She taught at Princeton University (1985-9), and Rutgers University (1982-4), and was guest-lecturer at Harvard, Columbia, Iowa, and other universities. Besides academic work she edited journal Night in New York from 1989–90, and is a regular contributor to www.Recoursaupoeme.fr., Belgrade dailies Politika and Blic, "Cultural Journal" on Serbian TV (RTS) and other media and literary journals.
Translations
Maja Herman Sekulić is actively involved on introducing Serbian literature to English speaking world and building bridges between cultures with her excellent literary translations in both English and Serbian. She was invited to be the editor of an Anthology of Modern Yugoslav Poetry (Micromegas, Iowa, 1985); her translations of Serbian poets were included in five poetry anthologies in English of which the most important is Serbian Poetry from Beginnings to the Present, edited by Holton and Mihailovich, (Yale, New Haven, 1988). As a superb connoisseur of Anglo-American and world literature, she published many reviews, essays, prefaces and edited and translated a number of books by classics as well as younger authors such as Bret Easton Ellis’ The Rules of Attraction in two editions (BIGZ, 1989, Laguna, 2009). Since 1976, when as a student, she wrote her first introduction and made a selection of poems by Jure Kaštelan (Rad, Beograd) to this day she translated books of two Nobel prize winners such as Saul Bellow (Dangling Man) and Patrick White (Selected Stories) and she edited and translated into Serbian the first major collection of Wallace Stevens' poems (Pesme našeg podneblja, Matica Srpska/Pismo, 1995). With her translations and essays she was often the first to introduce new names and critical notions in Serbian language and culture.
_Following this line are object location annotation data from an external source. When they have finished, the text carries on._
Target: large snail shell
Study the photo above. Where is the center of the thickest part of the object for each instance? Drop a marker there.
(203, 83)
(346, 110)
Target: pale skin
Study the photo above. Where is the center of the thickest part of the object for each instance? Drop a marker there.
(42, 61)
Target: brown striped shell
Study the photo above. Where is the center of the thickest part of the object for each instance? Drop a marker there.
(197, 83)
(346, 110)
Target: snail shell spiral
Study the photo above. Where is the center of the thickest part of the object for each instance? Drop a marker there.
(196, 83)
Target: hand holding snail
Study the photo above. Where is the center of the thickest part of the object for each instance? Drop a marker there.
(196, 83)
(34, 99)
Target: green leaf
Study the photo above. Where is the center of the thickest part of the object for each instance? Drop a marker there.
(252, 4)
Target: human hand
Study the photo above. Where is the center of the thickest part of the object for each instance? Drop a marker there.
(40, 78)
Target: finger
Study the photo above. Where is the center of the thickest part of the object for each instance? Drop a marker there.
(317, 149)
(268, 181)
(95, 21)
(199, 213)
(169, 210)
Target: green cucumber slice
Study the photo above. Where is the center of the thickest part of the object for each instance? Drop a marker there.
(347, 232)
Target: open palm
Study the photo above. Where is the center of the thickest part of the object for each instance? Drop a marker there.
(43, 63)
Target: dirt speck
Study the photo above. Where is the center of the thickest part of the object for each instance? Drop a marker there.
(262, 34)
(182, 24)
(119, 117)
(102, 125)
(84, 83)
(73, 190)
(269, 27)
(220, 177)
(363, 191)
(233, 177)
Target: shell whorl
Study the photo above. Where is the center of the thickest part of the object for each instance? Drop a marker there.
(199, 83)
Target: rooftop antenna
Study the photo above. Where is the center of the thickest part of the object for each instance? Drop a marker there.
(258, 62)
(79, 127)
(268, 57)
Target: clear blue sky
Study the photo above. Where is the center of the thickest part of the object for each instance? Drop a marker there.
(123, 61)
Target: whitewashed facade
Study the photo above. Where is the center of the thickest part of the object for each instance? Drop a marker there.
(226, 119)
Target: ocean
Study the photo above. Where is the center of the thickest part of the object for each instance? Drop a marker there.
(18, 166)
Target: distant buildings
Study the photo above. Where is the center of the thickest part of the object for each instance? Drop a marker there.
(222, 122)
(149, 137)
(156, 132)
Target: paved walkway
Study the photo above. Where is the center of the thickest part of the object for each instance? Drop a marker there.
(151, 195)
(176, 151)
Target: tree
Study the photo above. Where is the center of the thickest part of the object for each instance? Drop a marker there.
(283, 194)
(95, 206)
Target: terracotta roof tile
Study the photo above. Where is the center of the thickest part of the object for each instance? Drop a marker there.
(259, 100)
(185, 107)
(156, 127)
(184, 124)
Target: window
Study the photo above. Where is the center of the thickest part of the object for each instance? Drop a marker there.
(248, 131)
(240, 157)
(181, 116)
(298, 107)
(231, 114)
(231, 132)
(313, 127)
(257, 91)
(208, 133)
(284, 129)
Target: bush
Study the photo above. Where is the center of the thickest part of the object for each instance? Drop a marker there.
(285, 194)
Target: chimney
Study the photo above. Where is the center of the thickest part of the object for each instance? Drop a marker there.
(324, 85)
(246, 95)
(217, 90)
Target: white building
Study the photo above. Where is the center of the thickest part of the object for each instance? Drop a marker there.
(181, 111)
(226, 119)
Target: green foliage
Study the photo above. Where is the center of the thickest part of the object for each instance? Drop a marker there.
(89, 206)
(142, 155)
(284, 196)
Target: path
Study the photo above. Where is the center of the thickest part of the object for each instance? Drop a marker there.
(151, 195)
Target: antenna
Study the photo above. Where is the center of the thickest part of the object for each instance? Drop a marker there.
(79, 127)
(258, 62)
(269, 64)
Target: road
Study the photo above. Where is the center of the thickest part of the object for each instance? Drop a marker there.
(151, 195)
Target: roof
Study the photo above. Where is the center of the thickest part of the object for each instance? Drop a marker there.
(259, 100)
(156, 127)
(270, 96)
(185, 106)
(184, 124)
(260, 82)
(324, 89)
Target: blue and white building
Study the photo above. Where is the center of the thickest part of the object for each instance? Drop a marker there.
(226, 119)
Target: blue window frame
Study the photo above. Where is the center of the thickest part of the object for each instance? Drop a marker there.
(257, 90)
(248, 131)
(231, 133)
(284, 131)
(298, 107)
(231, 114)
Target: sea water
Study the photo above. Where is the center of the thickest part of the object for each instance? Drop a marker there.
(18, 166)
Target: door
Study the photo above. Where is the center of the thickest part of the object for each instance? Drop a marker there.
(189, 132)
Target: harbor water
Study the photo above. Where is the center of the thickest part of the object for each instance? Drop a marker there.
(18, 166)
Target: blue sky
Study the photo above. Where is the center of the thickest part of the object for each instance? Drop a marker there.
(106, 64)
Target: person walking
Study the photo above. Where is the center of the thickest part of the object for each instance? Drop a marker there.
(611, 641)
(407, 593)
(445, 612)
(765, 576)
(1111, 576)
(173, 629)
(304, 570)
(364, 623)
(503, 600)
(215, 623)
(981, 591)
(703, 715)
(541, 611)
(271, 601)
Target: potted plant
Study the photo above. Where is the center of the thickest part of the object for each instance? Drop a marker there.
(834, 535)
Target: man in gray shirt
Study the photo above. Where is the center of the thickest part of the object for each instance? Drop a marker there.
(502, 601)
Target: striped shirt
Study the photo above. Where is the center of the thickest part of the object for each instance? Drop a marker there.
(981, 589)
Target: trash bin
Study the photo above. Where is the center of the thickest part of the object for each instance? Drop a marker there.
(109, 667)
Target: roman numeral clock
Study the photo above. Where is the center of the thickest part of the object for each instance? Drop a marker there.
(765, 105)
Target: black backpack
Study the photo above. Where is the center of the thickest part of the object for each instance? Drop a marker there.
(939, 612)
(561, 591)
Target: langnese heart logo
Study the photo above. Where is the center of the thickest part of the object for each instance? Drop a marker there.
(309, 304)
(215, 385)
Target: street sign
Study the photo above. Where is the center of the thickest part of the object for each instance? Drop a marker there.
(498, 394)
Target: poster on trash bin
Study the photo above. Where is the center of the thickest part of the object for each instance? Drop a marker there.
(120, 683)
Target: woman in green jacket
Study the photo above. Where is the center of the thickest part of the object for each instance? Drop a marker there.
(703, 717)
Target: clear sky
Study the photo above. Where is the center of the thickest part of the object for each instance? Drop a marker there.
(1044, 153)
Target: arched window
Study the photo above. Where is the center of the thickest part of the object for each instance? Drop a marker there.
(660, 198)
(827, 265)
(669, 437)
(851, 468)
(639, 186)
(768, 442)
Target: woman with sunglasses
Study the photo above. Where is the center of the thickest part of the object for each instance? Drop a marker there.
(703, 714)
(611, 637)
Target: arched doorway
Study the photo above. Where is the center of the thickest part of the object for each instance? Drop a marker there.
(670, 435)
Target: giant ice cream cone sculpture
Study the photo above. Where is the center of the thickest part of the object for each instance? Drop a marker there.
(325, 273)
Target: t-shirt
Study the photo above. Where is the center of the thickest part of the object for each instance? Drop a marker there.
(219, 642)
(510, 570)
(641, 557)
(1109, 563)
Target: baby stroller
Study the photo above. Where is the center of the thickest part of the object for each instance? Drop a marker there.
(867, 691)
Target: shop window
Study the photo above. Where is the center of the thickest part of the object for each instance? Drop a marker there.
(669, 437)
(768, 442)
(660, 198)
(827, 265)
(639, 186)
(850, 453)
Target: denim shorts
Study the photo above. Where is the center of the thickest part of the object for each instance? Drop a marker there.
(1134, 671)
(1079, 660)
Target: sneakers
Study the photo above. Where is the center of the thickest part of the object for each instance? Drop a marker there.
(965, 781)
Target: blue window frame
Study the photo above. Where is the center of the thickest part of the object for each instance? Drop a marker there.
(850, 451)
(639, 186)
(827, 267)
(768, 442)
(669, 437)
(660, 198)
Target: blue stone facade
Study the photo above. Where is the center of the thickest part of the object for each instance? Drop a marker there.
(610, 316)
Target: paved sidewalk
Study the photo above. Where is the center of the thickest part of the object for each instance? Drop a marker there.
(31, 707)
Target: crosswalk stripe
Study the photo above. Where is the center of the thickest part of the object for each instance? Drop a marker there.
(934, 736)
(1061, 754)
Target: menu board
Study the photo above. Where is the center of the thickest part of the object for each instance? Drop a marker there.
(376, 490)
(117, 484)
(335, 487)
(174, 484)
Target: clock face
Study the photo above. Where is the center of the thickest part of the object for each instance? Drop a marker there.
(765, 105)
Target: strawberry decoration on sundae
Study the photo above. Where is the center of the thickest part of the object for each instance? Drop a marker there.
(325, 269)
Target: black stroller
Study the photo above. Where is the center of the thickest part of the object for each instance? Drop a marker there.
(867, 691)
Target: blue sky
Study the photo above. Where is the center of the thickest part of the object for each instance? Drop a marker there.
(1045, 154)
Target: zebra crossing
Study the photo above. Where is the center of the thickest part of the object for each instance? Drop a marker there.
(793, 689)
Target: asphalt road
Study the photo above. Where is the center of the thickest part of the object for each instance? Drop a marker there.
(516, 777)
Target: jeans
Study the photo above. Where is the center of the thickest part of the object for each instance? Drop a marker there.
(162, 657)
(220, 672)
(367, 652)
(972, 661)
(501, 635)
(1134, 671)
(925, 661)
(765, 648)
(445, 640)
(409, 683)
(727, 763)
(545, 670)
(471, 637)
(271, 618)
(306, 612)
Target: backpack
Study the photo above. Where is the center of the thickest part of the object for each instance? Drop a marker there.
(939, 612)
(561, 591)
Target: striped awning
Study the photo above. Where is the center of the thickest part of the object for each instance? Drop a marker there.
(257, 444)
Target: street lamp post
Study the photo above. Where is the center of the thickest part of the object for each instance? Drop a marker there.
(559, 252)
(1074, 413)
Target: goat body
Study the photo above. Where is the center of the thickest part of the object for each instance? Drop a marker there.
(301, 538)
Among such contributions are her translation and postface to Harold Bloom's The Anxiety of Influence (Antiteticka kritika,); her selection, preface and translations of Northrop Frye's essays under title Myth and Structure (Mit I struktura, Svjetlost, Sarajevo, 1991) ISBN 978-86-01-03087-9, as well as her translation and postface to Raymond Carver's Cathedral(Katedrala, Narodna Knjiga, Beograd).
Fellowships and Grants
For her work she was awarded a number of exceptionally prestigious fellowships and grants such as Princeton University Fellowship (5 years), Fulbright Visiting Scholar (twice) and American Association of University Women (AAUW) Grant.